Adrienne s’amuse

« Il faut être absolument moderne! » s’écria-t-il. Et joignant le geste à la parole, il prit la plume et écrivit:

Depui ui jour, j’avé déchiré mè botine
O cayou dè chemin. J’antré a Charlerwa
– O Cabarè Vèr: je demandé dè tartine
Du beur é du janbon ki fu a mwatyé frwa.

« Pas mal! Pas mal du tout! Et absolument moderne! » fit-il, content de lui. Donc il continua:

Byieneureu, j’alongé lè janb sou la table
Verte: je contanplé lè sujè trè nayif
De la tapiseri. – Et se fu adorable,
Kan la fiy o téton énorm, o zyeu vif,

Il hésita un peu sur le ‘byieneureu’ mais se dit que de toute façon, la poésie était pour les ‘happy few‘, alors il poursuivit en tirant la langue – il n’avait que seize ans, après tout:

– Cèl-là, se nè pa un bézé ki l’épeur –
Ryeuze, m’aporta dè tartine de beur,
Du janbon tièd, dan zun pla coloryé,

Il commençait à bien maîtriser son orthographe moderne et c’est d’une plume jubilatoire qu’il traça le dernier tercet:

Du janbon roz é blan parfumé d’une gous
D’ay, – é m’anpli la chop imans, avèk sa mous
Ke dorè un rèyon de soley aryéré.

***

écrit suivant les consignes de Joe Krapovwho else? 🙂

Qu’il en soit remercié!

Le poème de Jean Nicolas Arthur est à lire ici.

Photo prise à Ostende (ya kèk zané), la tête de ce personnage de BD a quelque chose d’Arthurien, non?

46 commentaires sur « Adrienne s’amuse »

    1. Monsieur Krapov recommande même de ne plus écrire ‘un’ (sauf pour l’article indéfini) mais d’écrire uniquement ‘in’, alors qu’en Belgique on continue de faire la différence entre ‘brun’ et ‘brin’ 😉

      J’aime

      1. c’est ce qu’ont pourtant constaté des linguistes français qui ont travaillé (déjà dans les années 1970) sur des corpus de ‘français parlé’ enregistrés dans les milieux parisiens cultivés…

        J’aime

      2. Le pape Jean-Paul II, comme tout bon Polonais, avait des difficultés à différencier le « i » et le « u ».
        Ça donnait des phrases comme ceci : « le message du Christ est inique ».

        J’aime

    1. c’était un clin d’œil à cause de ceux qui prétendent que la poésie est réservée à une élite et ne convient pas aux garçons bouchers 😉
      (je pense avec Michel Serres que le garçon boucher en a autant besoin qu’un académicien, plus peut-être ;-))

      J’aime

  1. Quand j’ai commencé à lire je me suis dit que c’était peut-être bien pour ça que Verlaine avait révolvérisé Arthur…
    (je n’ai aucun mérite, j’ai reconnu tout de suite Rimbaud que je pratique depuis si longtemps 😉 …)

    J’aime

  2. Il ne manque plus qu’un petit insert d’écriture inclusive et on atteint le sommet de la modernité.
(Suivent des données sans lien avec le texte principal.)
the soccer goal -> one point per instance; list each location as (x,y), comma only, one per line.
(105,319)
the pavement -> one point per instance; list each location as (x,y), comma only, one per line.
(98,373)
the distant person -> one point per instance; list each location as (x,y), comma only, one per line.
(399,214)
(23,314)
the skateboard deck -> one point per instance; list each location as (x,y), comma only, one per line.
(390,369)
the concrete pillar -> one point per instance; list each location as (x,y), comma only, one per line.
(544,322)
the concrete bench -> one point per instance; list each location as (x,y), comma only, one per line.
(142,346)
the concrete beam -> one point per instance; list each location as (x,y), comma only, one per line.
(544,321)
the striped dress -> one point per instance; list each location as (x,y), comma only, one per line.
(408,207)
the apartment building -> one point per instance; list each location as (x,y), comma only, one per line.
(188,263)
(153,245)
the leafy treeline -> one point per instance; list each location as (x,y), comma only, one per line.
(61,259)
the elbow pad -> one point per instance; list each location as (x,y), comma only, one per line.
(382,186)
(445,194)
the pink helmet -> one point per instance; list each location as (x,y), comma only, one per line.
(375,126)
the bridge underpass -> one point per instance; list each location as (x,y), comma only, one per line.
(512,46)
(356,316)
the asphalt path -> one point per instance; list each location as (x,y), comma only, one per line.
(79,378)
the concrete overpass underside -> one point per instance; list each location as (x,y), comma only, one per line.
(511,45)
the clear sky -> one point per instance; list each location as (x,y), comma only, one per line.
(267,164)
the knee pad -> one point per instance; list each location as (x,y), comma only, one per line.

Mais il n’y a aucun problème de genre entre une « fiy o téton énorm » et un « Byieneureu, lè janb sou la table ». 😉

    J’aime

    1. ah oui en voilà encore un qui sait parler aux femmes 🙂
      on rigolait bien, en classe, quand je mimais le gars de 16 ans qui joue au grand, étend les jambes sous la table, se commande une chope… et se fait son cinéma macho dans la tête en voyant la fille

      J’aime

  3. Eklaté de rir ! Magnifik !

    Avant même de commencer à lire, je fais défiler l’illustration et je me dis – juré ! – « On dirait Rimabaud ! »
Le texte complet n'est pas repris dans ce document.